We have therefore developed a framework that, using an extension of Definite Clause Grammars (DCG), translates data stored in text files structured by a syntactic grammar into a database, and converts data from the database back to the files. Our framework is more general than existing mapping mechanisms between files and databases[2,3] in the sense that it allows the grammars specifying files to be beyond context free grammars (CFGs) - in fact, DCG grammars have Turing machine power. Our approach also facilitates general integrity constraints checking on the elements recognized while parsing files. Such features are important since files often cannot be described by CFGs and they encode many integrity constraints. As an example, GenBank cannot be described by a CFG. Furthermore, many constraints are encoded in GenBank accession numbers: they function as keys for entries, and must therefore be unique; they also function as references to other entries when used in non-key fields within an entries (foreign keys). The family of constraints that can be encoded using DCGs is quite general, including but not limited to those commonly found in database systems.
The use of DCGs within our framework also promise new optimization techniques. When mapping files to databases, the size of databases created is a major efficiency concern; ideally, it should be possible to generate the database image for only the data in which the users are interested. Using DCGs, this can be done by describing conditions under which the parser can ignore portions of the input parse, only generating a database image for the data satisfying the conditions. The data which does not satisfy the conditions can simply be skipped in a do-not- care manner. For instance, a GenBank file can consist of several hundred thousand entries. The user can choose to parse N entries only, or to create database image for only the entries satisfying certain conditions. This conditional (partial) parsing technique improves parsing performance and enables users to check constraints without generating database objects.

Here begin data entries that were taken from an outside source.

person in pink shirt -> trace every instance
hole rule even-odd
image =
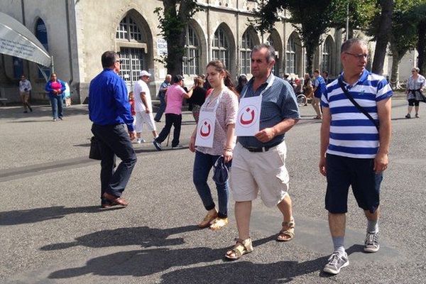
[[[174,127],[172,149],[180,149],[182,146],[179,144],[180,136],[180,126],[182,124],[182,103],[183,99],[189,99],[192,95],[193,87],[187,93],[183,89],[183,77],[175,75],[173,77],[173,84],[168,87],[165,92],[165,125],[160,132],[158,137],[153,141],[153,144],[157,151],[163,150],[161,143],[165,140],[170,133],[172,125]]]
[[[65,90],[65,82],[58,79],[56,73],[52,73],[50,80],[46,83],[45,90],[49,94],[52,104],[53,121],[56,121],[58,118],[63,120],[62,94]]]

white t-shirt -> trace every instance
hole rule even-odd
[[[145,111],[145,105],[142,102],[141,99],[141,93],[145,93],[145,98],[146,99],[146,104],[148,108],[152,111],[153,106],[151,104],[151,93],[149,88],[146,83],[139,79],[136,84],[133,86],[133,96],[135,97],[135,111]]]

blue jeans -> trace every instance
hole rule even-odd
[[[52,104],[52,116],[56,119],[58,117],[64,116],[62,113],[62,95],[53,95],[49,97],[50,99],[50,104]]]
[[[119,197],[127,185],[136,163],[136,154],[124,124],[93,124],[92,132],[101,152],[101,200],[104,192]],[[114,171],[115,155],[121,160]]]
[[[219,157],[219,155],[195,152],[192,180],[206,210],[211,210],[216,206],[212,197],[210,187],[207,184],[207,178],[210,170]],[[226,218],[228,216],[228,197],[229,195],[228,182],[223,185],[216,183],[216,189],[219,202],[218,216],[219,218]]]
[[[155,121],[159,121],[161,119],[161,116],[163,116],[163,114],[164,114],[164,111],[165,110],[165,99],[164,99],[164,94],[158,96],[158,99],[160,99],[160,106],[158,106],[157,114],[155,114],[155,117],[154,117]]]

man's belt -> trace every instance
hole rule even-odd
[[[280,142],[278,143],[280,144]],[[245,148],[246,149],[248,150],[249,152],[268,152],[269,150],[272,149],[273,148],[276,147],[278,144],[274,145],[273,146],[269,146],[269,147],[260,147],[260,148],[257,148],[257,147],[246,147],[245,146],[242,145],[241,146]]]

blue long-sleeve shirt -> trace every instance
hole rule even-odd
[[[133,131],[126,83],[111,69],[104,69],[90,82],[89,119],[99,125],[126,124]]]

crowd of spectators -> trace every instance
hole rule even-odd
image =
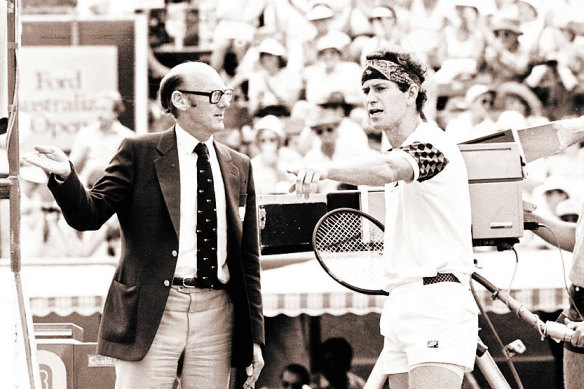
[[[116,12],[116,2],[80,5],[86,3],[107,3],[109,12]],[[103,4],[99,9],[93,4],[87,12],[107,13]],[[216,138],[252,158],[259,194],[287,193],[293,183],[288,167],[390,147],[370,128],[361,96],[365,54],[382,46],[400,45],[425,61],[429,73],[425,116],[459,142],[577,117],[584,113],[584,22],[578,19],[584,12],[582,4],[167,0],[163,12],[148,11],[149,130],[165,130],[172,123],[161,113],[156,96],[167,66],[154,49],[168,44],[179,51],[189,45],[209,48],[207,60],[235,90],[226,129]],[[193,14],[196,17],[188,16]],[[116,123],[114,137],[126,130]],[[87,150],[72,150],[72,159],[97,154],[91,150],[98,148],[103,154],[103,147],[82,145],[82,138],[77,149]],[[107,152],[113,153],[110,146]],[[524,198],[557,217],[574,220],[574,202],[583,195],[582,166],[582,144],[528,164]],[[89,179],[89,169],[86,173]],[[34,175],[23,178],[38,186]],[[345,188],[350,187],[323,182],[319,191]],[[58,214],[52,211],[51,207],[43,211],[45,224]],[[32,226],[41,228],[34,222]]]
[[[253,158],[260,194],[286,193],[290,165],[389,147],[369,127],[361,104],[365,55],[382,46],[405,47],[425,61],[430,98],[424,113],[459,142],[584,113],[579,1],[215,3],[215,29],[206,39],[210,62],[237,96],[225,136]],[[242,25],[246,34],[238,35]],[[582,166],[582,145],[530,163],[524,198],[574,220],[567,213],[583,195]],[[561,204],[550,200],[550,181],[566,182]],[[319,191],[344,188],[323,182]]]

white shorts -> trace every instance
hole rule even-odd
[[[383,372],[409,372],[420,364],[453,364],[471,371],[478,341],[478,307],[458,282],[392,289],[381,315]]]

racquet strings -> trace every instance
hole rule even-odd
[[[380,290],[383,277],[383,230],[351,211],[329,214],[315,233],[316,251],[333,278],[358,289]]]

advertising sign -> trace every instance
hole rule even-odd
[[[19,55],[23,152],[34,144],[68,151],[77,131],[96,119],[100,92],[118,90],[115,46],[25,46]]]

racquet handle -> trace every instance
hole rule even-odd
[[[546,321],[542,323],[540,328],[544,335],[557,341],[569,342],[572,340],[572,335],[574,335],[574,330],[569,329],[565,324],[555,321]]]

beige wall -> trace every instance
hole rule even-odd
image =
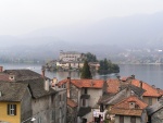
[[[150,104],[149,103],[149,100],[152,100],[152,104],[156,103],[158,102],[158,98],[156,97],[142,97],[142,100],[147,103],[147,104]]]
[[[120,123],[118,115],[115,115],[115,123]],[[130,116],[124,116],[124,123],[130,123]],[[136,123],[141,123],[140,118],[136,118]]]

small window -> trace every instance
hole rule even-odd
[[[83,107],[86,106],[86,99],[83,99]]]
[[[87,88],[85,88],[85,94],[87,94]]]
[[[41,118],[38,118],[38,123],[41,123]]]
[[[149,97],[149,106],[152,106],[152,98]]]
[[[130,123],[136,123],[136,118],[135,116],[130,118]]]
[[[124,116],[120,115],[120,123],[124,123]]]
[[[16,104],[8,104],[8,115],[16,115]]]
[[[54,120],[54,115],[55,115],[55,111],[52,110],[52,111],[51,111],[51,120],[52,120],[52,121]]]

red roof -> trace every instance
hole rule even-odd
[[[67,104],[68,104],[70,107],[72,107],[72,108],[77,107],[77,102],[75,102],[74,100],[72,100],[72,99],[70,99],[70,98],[67,98]]]
[[[142,83],[142,89],[146,90],[142,96],[161,97],[163,95],[162,89],[158,90],[156,88],[152,87],[151,85],[145,82],[141,82],[138,79],[130,79],[130,81],[131,81],[131,84],[137,87],[140,87],[140,83]],[[126,82],[120,82],[118,79],[109,79],[106,83],[108,83],[108,93],[116,94],[118,93],[120,83],[126,83]]]
[[[138,79],[133,79],[131,84],[137,87],[140,87],[140,81],[138,81]],[[145,82],[142,82],[142,88],[146,90],[143,93],[143,96],[147,96],[147,97],[160,97],[161,96],[161,94],[159,94],[156,88],[150,86],[149,84],[147,84]]]
[[[65,84],[68,79],[63,79],[58,83],[58,86]],[[71,79],[71,84],[78,88],[103,88],[103,79]]]
[[[135,108],[129,108],[129,102],[135,102]],[[111,113],[120,115],[136,115],[140,116],[142,110],[148,107],[147,103],[139,100],[135,96],[130,96],[112,107]]]
[[[118,87],[120,87],[120,81],[118,79],[109,79],[106,82],[106,84],[108,84],[108,93],[116,94],[118,91]]]
[[[9,75],[8,74],[3,74],[3,73],[1,73],[0,74],[0,81],[7,81],[7,82],[9,82],[10,79],[9,79]]]
[[[130,96],[121,102],[116,103],[114,108],[120,109],[129,109],[129,102],[135,102],[138,106],[138,109],[145,109],[148,104],[139,100],[136,96]]]

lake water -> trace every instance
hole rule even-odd
[[[35,72],[41,73],[41,64],[0,64],[4,70],[12,69],[30,69]],[[134,74],[137,79],[143,81],[150,85],[155,85],[159,88],[163,88],[163,64],[121,64],[120,65],[120,76],[129,76]],[[79,78],[80,73],[78,72],[46,72],[46,76],[52,78],[57,77],[59,81],[71,76],[72,78]],[[110,78],[115,77],[114,74],[99,75],[97,73],[92,74],[93,78]]]

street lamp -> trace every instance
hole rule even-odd
[[[25,120],[25,121],[22,121],[21,123],[24,123],[24,122],[26,122],[26,121],[28,121],[28,120],[35,121],[36,119],[35,119],[35,118],[29,118],[29,119],[27,119],[27,120]]]

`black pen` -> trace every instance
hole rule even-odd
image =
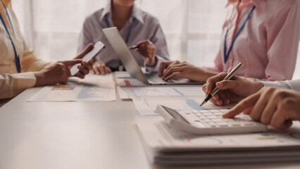
[[[137,49],[137,48],[139,48],[139,46],[137,46],[137,45],[133,45],[133,46],[129,46],[129,47],[128,47],[128,49],[129,49],[130,50],[131,50],[131,49]]]
[[[242,63],[239,63],[239,64],[236,65],[235,68],[233,68],[232,70],[230,71],[228,75],[224,78],[224,80],[230,80],[244,66],[244,64]],[[207,101],[209,101],[218,92],[219,92],[219,89],[218,87],[215,87],[213,92],[211,92],[208,96],[204,99],[204,101],[201,104],[200,107],[204,105]]]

DCGs can be directly implemented in Prolog, do not require building up special parsers, and thus can be rapidly prototyped. We have also been able to develop a simple technique for "reverse" transformations. That is, given a DCG mapping from files to databases which satisfies certain constraints, another DCG which encodes data from the databases back to the files can be produced which is guaranteed to respect the original grammar.

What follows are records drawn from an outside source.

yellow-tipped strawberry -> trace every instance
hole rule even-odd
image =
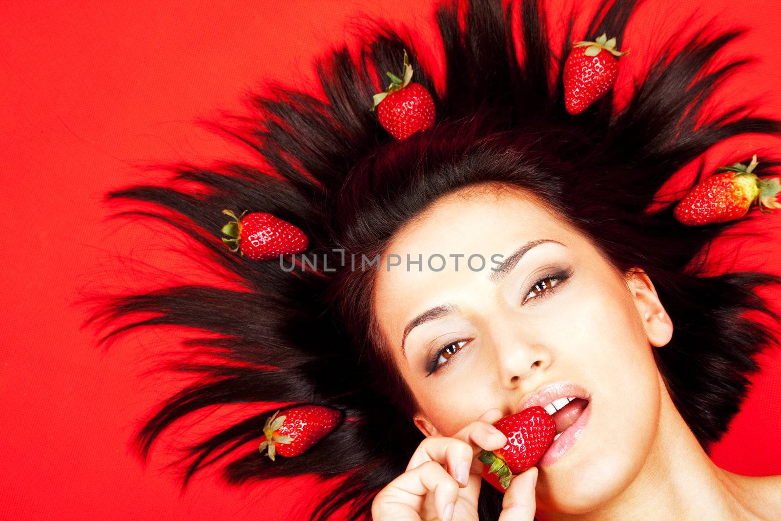
[[[745,216],[754,202],[762,213],[772,213],[765,208],[781,208],[776,199],[781,184],[777,177],[760,179],[752,173],[758,164],[754,154],[747,166],[736,162],[719,168],[678,203],[673,216],[686,226],[726,223]]]
[[[276,461],[276,455],[298,456],[333,430],[342,421],[341,412],[322,405],[299,405],[276,411],[266,420],[258,449]]]

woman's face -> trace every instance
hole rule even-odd
[[[491,408],[517,412],[551,384],[580,386],[562,392],[588,398],[586,424],[540,461],[537,501],[583,512],[626,489],[652,453],[663,387],[652,346],[669,341],[672,323],[644,274],[619,273],[524,194],[465,188],[401,228],[381,259],[374,312],[426,434],[451,436]],[[524,245],[514,266],[491,270]],[[388,269],[398,260],[389,254],[401,265]],[[408,270],[408,254],[422,266]],[[428,265],[436,254],[440,271],[441,259]],[[483,269],[479,257],[467,266],[473,254]]]

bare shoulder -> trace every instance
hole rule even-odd
[[[781,518],[781,476],[741,476],[740,485],[758,516],[765,519]]]

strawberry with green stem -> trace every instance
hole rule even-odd
[[[377,109],[377,119],[383,128],[398,140],[430,128],[436,119],[433,98],[428,90],[417,83],[410,83],[412,67],[407,51],[404,52],[401,77],[386,73],[390,84],[384,92],[374,95],[371,110]]]
[[[283,254],[303,252],[309,240],[298,227],[266,212],[244,212],[237,216],[231,210],[223,213],[232,220],[223,227],[223,242],[231,252],[252,260],[270,260]]]
[[[758,164],[754,154],[748,165],[736,162],[719,168],[681,199],[673,216],[686,226],[726,223],[745,216],[754,202],[762,213],[772,213],[765,209],[781,208],[776,199],[781,184],[777,177],[758,177],[754,170]]]
[[[258,450],[276,461],[277,455],[291,458],[302,454],[333,430],[342,419],[341,412],[322,405],[298,405],[276,411],[266,419]]]
[[[486,464],[483,477],[494,486],[498,481],[506,489],[513,475],[532,468],[545,454],[556,436],[556,422],[544,409],[534,406],[505,416],[494,426],[507,437],[507,444],[483,451],[478,459]]]
[[[577,41],[564,63],[564,103],[567,112],[580,114],[604,96],[619,77],[615,38],[603,34],[594,41]]]

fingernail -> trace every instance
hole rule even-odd
[[[469,464],[466,462],[461,462],[458,466],[455,467],[455,480],[462,485],[465,485],[469,483]]]
[[[442,516],[442,521],[451,521],[453,519],[453,509],[455,508],[455,503],[448,503],[448,506],[444,508],[444,514]]]

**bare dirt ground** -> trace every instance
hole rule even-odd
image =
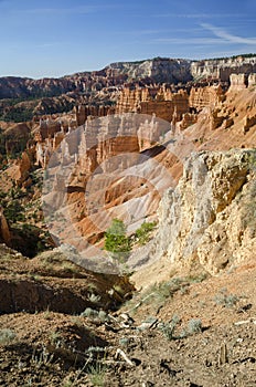
[[[18,261],[4,274],[1,260],[1,281],[10,283],[12,271],[12,289],[22,281]],[[88,281],[92,289],[92,278],[72,273],[74,294]],[[1,308],[0,386],[256,386],[255,279],[256,263],[247,262],[217,278],[170,278],[117,312],[104,311],[93,292],[84,313],[60,313],[54,303],[30,313]],[[52,295],[63,292],[63,279],[46,280]]]

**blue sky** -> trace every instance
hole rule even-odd
[[[256,52],[256,0],[0,0],[0,76]]]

[1] This research was supported by a grant from the Director, Health Effects and Life Science Research Division, Office of Health and Environmental Research of the U.S. Department of Energy under contract DOE DE-FG02-94-ER-61923 Sub 1.
[2] S. Abiteboul et al., "Querying and updating the file", Proceedings of VLDB'93, 73-84 (1993).
[3] G.H. Gonnet and F. W. Tompa, "Mind your grammar: a new approach to modeling text", Proceedings of VLDB '87, 339-346, Brighton (1987).